Whose Search Data is it Anyway? – Firefox to encrypt referring search strings
One of the key reporting metrics returned by website analytics programs such as Google Analytics and Comscore is referral data.
What is Referral Data?
Referral data enables website owners and marketers to determine how traffic found their site. Combined with goal or ecommerce tracking this data can be used to report upon the success of particular marketing campaigns.
Most websites will have 3 main visitor sources – search, referral and direct traffic. Search traffic encompasses all clicks from the results pages of a search engine, be the click on an organic or paid search listing.
Referral traffic is a click from another website, for example a blog or social media platform, whilst direct traffic accounts for visitors who have typed your URL directly into their address bar.
The exact proportions of traffic from each source will differ on a site-by-site basis but a healthy strategy should see visitors, and conversions, coming from across these different segments.
Analytics packages can drill down into this data to provide more details about how people found particular pages on your site. For search traffic the most important piece of data is the search query or “keyword” which was entered into a search engine before your listing was clicked.
This data is presented in an aggregated format and on its own is not personally identifiable in most cases. Webmasters can use this data to help establish the kind of content people are looking for and the questions visitors have relating to their site or products which can be used to help improve site content.
Who else has referral data?
It isn’t just the websites you click through to that get to discover how you, and the rest of the Internet, came to access them. Numerous other organisations can see the websites you visit and how you found them.
The large search engines monitor every search you make and result you click in order to use this data to help improve their rankings and customise the results and advertisements you see.
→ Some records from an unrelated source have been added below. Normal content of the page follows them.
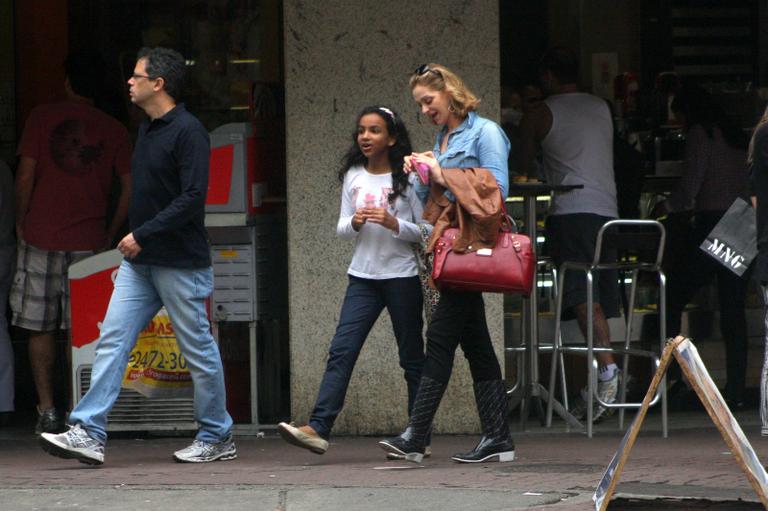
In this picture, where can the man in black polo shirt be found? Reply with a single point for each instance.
(167, 263)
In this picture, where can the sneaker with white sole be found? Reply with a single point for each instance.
(204, 452)
(74, 443)
(48, 421)
(304, 437)
(607, 390)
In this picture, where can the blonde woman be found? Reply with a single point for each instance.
(466, 149)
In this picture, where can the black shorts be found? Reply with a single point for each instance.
(572, 238)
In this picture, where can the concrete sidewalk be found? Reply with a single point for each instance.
(555, 470)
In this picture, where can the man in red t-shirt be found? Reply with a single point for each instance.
(69, 153)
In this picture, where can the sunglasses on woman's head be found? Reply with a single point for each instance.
(424, 69)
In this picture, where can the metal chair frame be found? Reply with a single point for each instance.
(558, 349)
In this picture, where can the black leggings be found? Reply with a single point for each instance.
(460, 320)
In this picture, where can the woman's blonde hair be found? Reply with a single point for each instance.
(440, 78)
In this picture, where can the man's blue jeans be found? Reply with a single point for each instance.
(363, 303)
(140, 291)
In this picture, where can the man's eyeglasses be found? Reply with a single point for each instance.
(424, 69)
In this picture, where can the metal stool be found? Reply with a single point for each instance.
(640, 247)
(543, 265)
Who could forget the embarrassing release of AOL search data!
The web browser you are using to read this very blog post may very well be passing information on to its creator about how you found this article.
For many this was brought to attention when Google accused Microsoft’s Bing of copying its search results following a honeypot operation. Users had granted permission for Microsoft to use their clickstream data by ticking a box which they were told would “help Microsoft improve your online experience”.
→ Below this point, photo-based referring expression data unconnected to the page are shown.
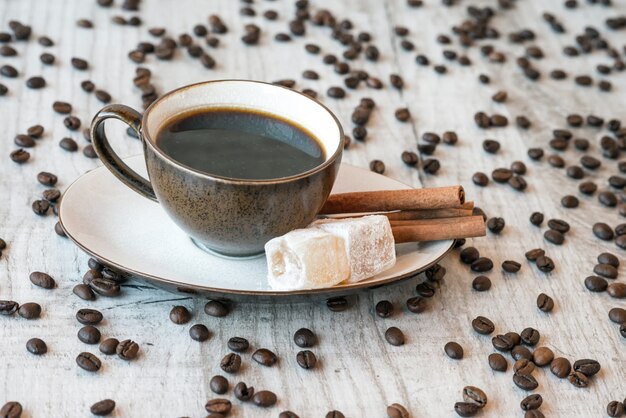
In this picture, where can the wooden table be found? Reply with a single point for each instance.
(358, 372)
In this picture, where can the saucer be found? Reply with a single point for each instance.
(128, 232)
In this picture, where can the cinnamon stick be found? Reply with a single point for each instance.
(438, 229)
(391, 200)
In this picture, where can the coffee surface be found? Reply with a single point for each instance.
(240, 143)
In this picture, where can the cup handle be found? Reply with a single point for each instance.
(109, 158)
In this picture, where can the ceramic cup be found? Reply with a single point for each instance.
(232, 217)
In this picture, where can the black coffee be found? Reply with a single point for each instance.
(240, 143)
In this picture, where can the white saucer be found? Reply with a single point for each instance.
(133, 234)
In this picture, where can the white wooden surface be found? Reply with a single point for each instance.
(358, 372)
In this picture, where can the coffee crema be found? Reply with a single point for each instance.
(240, 143)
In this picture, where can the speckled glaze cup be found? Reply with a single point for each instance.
(229, 216)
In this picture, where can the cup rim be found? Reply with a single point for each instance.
(233, 180)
Indeed it isn’t just search activity that browsers are able to access. 2% of all text entered into Chrome’s Omnibox is logged by Google if you have set the engine as the default search results provide, regardless of whether or not you actually press enter to trigger the search results page.
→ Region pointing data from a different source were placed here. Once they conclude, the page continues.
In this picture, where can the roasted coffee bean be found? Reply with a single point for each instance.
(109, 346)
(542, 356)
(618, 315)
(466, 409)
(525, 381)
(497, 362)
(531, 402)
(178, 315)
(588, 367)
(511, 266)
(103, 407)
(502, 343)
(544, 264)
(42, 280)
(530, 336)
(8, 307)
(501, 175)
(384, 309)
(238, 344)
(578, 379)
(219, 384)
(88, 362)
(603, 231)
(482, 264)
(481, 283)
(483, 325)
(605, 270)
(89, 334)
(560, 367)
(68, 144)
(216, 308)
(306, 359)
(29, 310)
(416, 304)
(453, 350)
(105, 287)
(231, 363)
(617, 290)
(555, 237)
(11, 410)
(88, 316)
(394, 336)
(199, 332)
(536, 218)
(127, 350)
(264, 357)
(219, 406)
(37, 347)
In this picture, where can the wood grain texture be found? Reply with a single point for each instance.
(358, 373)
Browser plugins and addons know which pages you visit – how else would plugins such as Google Toolbar be able to show you page specific information as you browse the web! Services such as Alexa make use of such toolbars to generate their traffic rank statistics.
It’s easy to extract search queries from URLs visited.
Internet Service Providers (ISP’s)
ISP’s take a record of every webpage you visit and have, in the past, sold this data to advertising providers such as Phorm. Web statistics companies such as Hitwise use such data to build up their click-stream and competitive research platform.
The Government now wants to be able to get its hands on more of this data from ISPs too!
Google Switch to HTTPs
In October last year Google implemented a change to “make search more secure”. From this date users who performed a search whilst logged into a Google account would have their search query encrypted over the HTTPS protocol.
Whilst the user experience has remained pretty much the same when searching, except that queries are directed through https://www.google.com instead of http://www.google.com, the owners of visited search results are no longer able to obtain information on the keyword which was searched.
Very quickly a new keyword entered the Analytics reports of webmasters – ‘not provided’. As the number of registered Google accounts has increased, helped no doubt by the Google+ social network, the proportion of searches returning ‘not provided’ as the referring keyword have increased.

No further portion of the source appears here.